Saya sudah mulai kawatir. Tapi Jokowi menjawab “ periode kedua saya sudah nothing to lose. “. Ok saya masih berharap pada periode kedua Jokowi akan keluarkan taringnya. Kembali kepada jatidirinya sebagai wong cilik. Tahun 2019 saya kembali pilih Jokowi dan mendukungnya dalam kampanye lewat sosial media. Setelah Jokowi memenangkan Pilpres. Janji Jokowi nothing to lose ternyata tidak nampak. Dia semakin dikuasai koalisi pemerintah. Tidak lagi seperti Jokowi awal saya kenal. Tahun 2022, Skor Indeks Persepsi Korupsi (IPK) mengalami penurunan drastis ketimbang tahun sebelumnya. Skor IPK yang dikeluarkan oleh Transparency International Indonesia tersebut memiliki nilai 34 yang mana menurun sebanyak empat angka dari tahun sebelumnya yaitu 38. Dampaknya FDI terus turun tidak bisa melewati angka tahun 2014.
Walau begitu besar dana APBN digelontorkan untuk pembangunan infrastrutkur, ternyata tidak memperbaiki Index Logistik. Itu karena ICOR diatas 6. Sangat tidak efisien. Malah semakin besar utang. Kontribusi Industri terhadap PBD terus turun, menuju deindustrilisasi. Walau ada windfall akibat harga komoditas naik dipasar dunia, penerimaan pajak juga rendah, dibawah dua digit.. Bahkan devisa parkir di luar negeri. BI terpaksa tetap gunakan Repoline the fed untuk menjaga likuiditas Cadev.

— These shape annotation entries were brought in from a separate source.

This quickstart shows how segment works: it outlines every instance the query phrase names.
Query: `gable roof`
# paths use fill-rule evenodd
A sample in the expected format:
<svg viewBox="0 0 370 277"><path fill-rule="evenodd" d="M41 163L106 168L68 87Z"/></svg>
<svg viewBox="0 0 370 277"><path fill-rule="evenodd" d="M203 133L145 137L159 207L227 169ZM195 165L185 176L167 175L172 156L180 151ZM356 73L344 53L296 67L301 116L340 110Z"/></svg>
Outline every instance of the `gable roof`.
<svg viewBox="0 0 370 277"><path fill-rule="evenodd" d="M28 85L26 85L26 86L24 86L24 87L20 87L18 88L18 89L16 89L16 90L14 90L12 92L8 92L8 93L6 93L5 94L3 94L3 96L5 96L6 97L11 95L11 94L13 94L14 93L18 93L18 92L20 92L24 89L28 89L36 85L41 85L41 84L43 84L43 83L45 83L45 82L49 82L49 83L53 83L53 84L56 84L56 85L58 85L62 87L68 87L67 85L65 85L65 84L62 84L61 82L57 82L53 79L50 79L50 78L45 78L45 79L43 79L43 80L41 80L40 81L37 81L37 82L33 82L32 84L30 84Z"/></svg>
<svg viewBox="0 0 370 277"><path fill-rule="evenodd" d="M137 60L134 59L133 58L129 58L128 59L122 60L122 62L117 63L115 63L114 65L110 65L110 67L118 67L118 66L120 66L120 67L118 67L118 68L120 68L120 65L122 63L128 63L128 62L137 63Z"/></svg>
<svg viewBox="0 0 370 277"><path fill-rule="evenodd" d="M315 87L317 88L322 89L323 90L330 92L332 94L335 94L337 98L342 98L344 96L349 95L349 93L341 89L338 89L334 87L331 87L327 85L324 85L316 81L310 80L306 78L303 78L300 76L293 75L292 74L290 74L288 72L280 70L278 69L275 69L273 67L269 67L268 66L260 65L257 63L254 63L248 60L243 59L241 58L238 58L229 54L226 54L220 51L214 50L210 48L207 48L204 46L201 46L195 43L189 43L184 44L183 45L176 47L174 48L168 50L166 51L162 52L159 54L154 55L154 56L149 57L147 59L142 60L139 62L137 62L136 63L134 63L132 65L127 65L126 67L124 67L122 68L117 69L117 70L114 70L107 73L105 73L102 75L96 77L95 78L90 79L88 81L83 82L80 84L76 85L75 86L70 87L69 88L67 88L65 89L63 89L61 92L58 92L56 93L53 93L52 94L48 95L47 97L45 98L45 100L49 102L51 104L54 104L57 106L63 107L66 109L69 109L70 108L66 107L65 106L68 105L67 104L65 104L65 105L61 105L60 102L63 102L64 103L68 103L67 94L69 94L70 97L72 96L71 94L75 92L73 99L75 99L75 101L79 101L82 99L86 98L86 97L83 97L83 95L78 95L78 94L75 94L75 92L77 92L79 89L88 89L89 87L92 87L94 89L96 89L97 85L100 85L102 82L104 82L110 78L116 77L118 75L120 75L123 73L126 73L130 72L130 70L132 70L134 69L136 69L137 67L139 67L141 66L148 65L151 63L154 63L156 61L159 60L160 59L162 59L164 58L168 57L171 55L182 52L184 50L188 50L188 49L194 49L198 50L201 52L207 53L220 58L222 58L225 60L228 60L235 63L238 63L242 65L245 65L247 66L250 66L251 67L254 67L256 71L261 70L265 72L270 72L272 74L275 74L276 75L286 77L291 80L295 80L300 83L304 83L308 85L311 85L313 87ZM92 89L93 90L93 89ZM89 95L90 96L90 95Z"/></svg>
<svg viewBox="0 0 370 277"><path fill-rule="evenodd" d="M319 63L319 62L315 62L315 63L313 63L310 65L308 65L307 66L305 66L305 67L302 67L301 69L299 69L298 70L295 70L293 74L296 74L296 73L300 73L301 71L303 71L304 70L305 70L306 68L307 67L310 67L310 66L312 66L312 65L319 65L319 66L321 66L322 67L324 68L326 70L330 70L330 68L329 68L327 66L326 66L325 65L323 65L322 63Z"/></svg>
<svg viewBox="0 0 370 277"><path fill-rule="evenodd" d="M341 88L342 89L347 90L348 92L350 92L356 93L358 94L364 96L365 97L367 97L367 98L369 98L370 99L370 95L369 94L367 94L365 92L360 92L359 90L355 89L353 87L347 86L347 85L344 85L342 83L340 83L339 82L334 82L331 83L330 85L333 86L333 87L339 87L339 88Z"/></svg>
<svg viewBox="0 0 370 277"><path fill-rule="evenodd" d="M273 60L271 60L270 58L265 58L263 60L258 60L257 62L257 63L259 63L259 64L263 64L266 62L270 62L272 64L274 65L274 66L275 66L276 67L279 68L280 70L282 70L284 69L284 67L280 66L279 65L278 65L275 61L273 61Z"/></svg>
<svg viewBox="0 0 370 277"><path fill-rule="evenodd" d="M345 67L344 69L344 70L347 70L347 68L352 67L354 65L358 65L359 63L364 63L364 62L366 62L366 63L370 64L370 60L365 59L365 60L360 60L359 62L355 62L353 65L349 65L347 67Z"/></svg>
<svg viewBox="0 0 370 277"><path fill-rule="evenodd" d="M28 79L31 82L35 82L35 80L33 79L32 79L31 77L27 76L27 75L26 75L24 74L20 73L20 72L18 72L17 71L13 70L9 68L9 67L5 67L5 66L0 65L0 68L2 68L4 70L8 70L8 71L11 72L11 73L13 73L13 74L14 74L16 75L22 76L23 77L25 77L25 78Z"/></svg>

Indonesia centris sebagai program nawacita sudah runtuh sejak tahun 2022 proyek kereta cepat Jakarta Bandung ditanggung APBN. Bukan lagi B2B.
Saya tidak pernah berhenti kritik dan mengingatkan Jokowi. Tapi kekuatan koalisi membuat jabatan presiden dibonsai. Bagaimanapun, saya tidak menyesal memilih Jokowi. Saya sadar dia pendatang baru dalam politik nasional. Dia tidak terlatih berani seperti ibu Mega melawan rezim Soeharto. Kekuasaan membuat dia bukan siapa siapa di hadapan koalisi pemerintah dan oligachi. Hanya simbol negara yang selalu dekat kepada rakyat.